What my current laptop does really badly at is:

  • Running Google hangouts.
  • Running Bluejeans conferencing software.
  • Doing lots of LXC/LXD containers (I work with Juju/OpenStack).
  • Anything single-threaded that eats processing time (compression, saving PDFs from scanned images, etc.)

Obviously, I'm comparing an old laptop with a modern desktop, so the performance improvements will be there with whatever desktop I choose to build, within reason.

Planned Usage

The general plan is to replace the laptop for day-to-day usage (work + leisure), with the laptop being relegated for travel and in-front-of-the-tv usage. However, there will also be opportunities for new usage:

  • Games!

Yes, there's an opportunity to be able to play modern AAA titles on the thing, especially when Vega comes out. I fancy playing the latest Tomb Raider titles. Don't judge me.

However, I also develop; some of that requires compilation of big projects, and that will be a lot faster. And, then from a graphics perspective, I have a photo archiving project coming up that will be doing lots of de-duplication, scanning and processing to find faces, etc. that would benefit from a fast machine.

So, no, I'm not doing massively parallel processing or other maths/CPU intensive applications. The day-to-day stuff that will definitely get better is:

  • Using Hangouts/Bluejeans whilst also being able to do anything else. e.g. editing a Google doc, etc.
  • Running virtual machines locally and being able to do anything else.
  • Watching a YouTube video at the same time as scanning and it not skipping!
  • And various other tasks where more than 2 processes are competing for resources.

Also, I now have a 1440p ultrawide monitor which will require a decent graphics card. The HD-3000 in the laptop can just drive the monitor at 30Hz, but playing videos or just moving windows around causes tearing and other dynamic artifacts.

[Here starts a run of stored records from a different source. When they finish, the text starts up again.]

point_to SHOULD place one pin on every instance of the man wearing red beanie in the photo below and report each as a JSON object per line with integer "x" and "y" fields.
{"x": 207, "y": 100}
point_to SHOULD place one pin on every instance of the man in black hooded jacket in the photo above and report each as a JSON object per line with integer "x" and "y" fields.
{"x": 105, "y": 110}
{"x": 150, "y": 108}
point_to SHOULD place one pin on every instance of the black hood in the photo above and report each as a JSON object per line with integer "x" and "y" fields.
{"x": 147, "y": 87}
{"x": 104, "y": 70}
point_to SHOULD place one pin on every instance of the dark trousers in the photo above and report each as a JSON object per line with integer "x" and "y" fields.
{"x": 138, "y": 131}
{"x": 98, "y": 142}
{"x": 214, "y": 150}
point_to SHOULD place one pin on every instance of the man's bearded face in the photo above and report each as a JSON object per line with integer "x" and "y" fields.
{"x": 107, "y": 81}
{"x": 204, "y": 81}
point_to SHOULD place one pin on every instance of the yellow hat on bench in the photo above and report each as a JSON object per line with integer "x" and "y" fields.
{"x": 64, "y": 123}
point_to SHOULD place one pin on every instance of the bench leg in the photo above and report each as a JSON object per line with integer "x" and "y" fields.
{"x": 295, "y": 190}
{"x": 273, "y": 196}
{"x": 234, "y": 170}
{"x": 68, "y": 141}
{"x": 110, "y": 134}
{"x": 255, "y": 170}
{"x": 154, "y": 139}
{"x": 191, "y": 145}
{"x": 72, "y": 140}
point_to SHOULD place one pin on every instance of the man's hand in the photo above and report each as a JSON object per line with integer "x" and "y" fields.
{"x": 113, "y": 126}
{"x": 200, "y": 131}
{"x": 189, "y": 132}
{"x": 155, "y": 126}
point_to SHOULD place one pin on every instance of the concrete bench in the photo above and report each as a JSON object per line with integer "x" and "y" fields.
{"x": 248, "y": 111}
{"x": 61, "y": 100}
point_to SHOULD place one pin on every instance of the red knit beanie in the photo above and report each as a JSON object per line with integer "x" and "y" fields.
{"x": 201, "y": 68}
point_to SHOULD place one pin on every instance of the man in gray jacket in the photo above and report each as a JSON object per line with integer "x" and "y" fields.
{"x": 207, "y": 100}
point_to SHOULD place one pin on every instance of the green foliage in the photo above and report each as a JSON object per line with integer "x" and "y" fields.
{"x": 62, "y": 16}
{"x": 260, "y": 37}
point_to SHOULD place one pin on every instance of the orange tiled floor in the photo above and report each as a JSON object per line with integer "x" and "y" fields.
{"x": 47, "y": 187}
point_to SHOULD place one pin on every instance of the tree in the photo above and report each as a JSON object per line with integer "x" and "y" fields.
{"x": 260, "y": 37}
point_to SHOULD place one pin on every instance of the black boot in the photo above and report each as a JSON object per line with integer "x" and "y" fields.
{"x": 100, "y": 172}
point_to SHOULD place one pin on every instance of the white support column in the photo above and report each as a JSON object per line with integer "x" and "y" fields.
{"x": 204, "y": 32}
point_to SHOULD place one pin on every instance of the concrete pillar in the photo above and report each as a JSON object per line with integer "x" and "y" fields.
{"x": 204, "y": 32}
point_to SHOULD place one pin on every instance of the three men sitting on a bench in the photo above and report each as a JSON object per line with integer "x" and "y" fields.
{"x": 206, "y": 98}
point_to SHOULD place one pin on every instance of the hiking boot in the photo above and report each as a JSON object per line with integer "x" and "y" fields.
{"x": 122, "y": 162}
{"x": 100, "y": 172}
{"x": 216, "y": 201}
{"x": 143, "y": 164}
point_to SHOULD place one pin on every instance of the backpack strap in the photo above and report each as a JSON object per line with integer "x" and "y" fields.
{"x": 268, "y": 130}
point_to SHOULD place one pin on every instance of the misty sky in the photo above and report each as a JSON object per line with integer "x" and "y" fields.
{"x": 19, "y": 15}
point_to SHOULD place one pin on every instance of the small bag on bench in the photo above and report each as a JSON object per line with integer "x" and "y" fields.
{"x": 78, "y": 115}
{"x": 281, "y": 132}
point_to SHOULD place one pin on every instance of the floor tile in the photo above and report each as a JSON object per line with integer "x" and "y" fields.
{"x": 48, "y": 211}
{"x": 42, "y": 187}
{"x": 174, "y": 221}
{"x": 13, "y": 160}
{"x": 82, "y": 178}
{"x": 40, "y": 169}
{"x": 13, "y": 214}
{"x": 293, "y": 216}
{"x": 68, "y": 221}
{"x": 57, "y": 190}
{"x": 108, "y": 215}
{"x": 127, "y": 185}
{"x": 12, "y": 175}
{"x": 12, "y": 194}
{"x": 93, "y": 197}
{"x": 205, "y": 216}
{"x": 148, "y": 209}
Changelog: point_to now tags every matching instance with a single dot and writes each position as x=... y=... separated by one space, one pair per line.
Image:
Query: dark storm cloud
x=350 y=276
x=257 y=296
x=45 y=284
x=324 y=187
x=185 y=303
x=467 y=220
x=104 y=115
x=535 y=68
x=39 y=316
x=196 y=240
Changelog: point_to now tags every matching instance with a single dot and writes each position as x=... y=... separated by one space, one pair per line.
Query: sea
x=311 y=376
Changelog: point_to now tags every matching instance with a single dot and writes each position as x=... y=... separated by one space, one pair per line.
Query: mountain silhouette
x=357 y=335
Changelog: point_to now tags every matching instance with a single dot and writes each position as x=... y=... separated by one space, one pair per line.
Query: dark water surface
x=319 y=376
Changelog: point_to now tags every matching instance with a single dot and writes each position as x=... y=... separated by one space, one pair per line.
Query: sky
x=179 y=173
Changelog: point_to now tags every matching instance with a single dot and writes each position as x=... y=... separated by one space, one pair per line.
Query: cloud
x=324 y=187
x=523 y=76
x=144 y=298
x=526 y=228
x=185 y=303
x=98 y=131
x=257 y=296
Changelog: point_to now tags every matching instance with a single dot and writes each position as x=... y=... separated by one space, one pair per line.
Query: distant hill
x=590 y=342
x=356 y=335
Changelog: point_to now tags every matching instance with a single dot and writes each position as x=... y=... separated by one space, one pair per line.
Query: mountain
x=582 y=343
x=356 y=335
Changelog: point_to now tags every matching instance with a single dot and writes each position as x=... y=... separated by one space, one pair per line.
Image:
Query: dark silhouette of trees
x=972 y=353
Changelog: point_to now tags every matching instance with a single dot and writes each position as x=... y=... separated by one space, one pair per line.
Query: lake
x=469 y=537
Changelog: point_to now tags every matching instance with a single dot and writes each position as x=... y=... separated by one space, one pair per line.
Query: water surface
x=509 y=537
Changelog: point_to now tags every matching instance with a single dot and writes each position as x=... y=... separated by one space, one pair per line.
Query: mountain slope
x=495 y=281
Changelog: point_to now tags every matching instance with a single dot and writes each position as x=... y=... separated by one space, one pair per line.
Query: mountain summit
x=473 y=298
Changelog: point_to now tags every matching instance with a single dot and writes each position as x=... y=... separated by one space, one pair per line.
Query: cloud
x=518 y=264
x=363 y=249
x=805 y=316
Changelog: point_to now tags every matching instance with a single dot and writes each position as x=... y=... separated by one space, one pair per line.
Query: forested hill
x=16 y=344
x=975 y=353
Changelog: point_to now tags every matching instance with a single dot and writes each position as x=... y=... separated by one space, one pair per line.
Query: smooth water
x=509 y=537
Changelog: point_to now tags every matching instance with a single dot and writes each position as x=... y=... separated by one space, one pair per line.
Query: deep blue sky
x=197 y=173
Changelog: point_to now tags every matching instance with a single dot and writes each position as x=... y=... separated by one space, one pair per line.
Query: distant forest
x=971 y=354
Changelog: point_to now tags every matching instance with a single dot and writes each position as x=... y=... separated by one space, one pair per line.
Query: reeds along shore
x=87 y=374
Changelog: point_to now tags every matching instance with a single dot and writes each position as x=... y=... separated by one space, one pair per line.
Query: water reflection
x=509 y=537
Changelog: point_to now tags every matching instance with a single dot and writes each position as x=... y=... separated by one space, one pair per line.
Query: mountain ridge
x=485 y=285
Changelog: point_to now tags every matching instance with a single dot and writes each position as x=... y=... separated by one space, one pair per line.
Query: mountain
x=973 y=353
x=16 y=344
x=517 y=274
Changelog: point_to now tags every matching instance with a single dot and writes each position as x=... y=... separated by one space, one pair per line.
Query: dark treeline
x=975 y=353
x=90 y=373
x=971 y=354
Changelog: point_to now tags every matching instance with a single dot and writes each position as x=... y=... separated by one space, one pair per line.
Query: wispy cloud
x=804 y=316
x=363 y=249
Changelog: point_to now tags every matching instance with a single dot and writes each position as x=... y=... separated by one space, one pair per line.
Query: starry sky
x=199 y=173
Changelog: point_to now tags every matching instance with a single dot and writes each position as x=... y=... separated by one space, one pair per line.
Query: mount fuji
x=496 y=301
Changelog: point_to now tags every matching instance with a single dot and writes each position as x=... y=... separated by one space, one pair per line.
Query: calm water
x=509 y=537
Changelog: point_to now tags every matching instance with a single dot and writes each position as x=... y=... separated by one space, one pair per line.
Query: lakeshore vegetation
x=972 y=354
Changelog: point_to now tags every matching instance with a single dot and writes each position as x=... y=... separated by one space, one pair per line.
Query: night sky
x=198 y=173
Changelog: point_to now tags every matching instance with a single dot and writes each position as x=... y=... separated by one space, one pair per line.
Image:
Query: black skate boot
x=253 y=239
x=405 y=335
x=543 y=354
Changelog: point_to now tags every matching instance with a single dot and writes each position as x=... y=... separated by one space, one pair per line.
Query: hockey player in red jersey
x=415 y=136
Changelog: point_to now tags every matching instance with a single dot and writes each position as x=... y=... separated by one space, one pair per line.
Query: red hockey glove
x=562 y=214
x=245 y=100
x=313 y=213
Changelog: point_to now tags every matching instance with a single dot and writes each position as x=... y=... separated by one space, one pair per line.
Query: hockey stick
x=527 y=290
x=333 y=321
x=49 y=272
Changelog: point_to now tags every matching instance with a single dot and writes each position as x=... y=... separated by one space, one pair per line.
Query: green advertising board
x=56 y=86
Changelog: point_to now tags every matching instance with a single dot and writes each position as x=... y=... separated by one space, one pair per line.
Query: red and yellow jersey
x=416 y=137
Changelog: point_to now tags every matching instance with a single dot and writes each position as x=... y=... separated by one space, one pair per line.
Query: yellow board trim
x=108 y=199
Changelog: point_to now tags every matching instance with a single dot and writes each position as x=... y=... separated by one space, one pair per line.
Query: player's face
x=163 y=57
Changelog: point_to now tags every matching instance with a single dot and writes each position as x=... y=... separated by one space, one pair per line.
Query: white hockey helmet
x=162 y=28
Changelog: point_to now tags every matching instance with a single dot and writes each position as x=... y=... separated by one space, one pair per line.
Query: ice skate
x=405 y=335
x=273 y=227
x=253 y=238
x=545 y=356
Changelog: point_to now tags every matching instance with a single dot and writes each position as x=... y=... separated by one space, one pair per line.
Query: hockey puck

Obviously, an RX480 or better will help with that, but not AAA games; hence Vega in the future.

The dilemma

The options:

  1. Do I build an X99 + 6850k system now.
  2. Do I wait 2-3 weeks and build an X370 + 1700X system.

The issues:

  1. Is it worth being an early adopter for a brand new chipset and processor from AMD for my primary work machine?
  2. Should I try to maximise the performance/£ ratio by going with the Ryzen?

That's where I am. I'll let you know how I get on.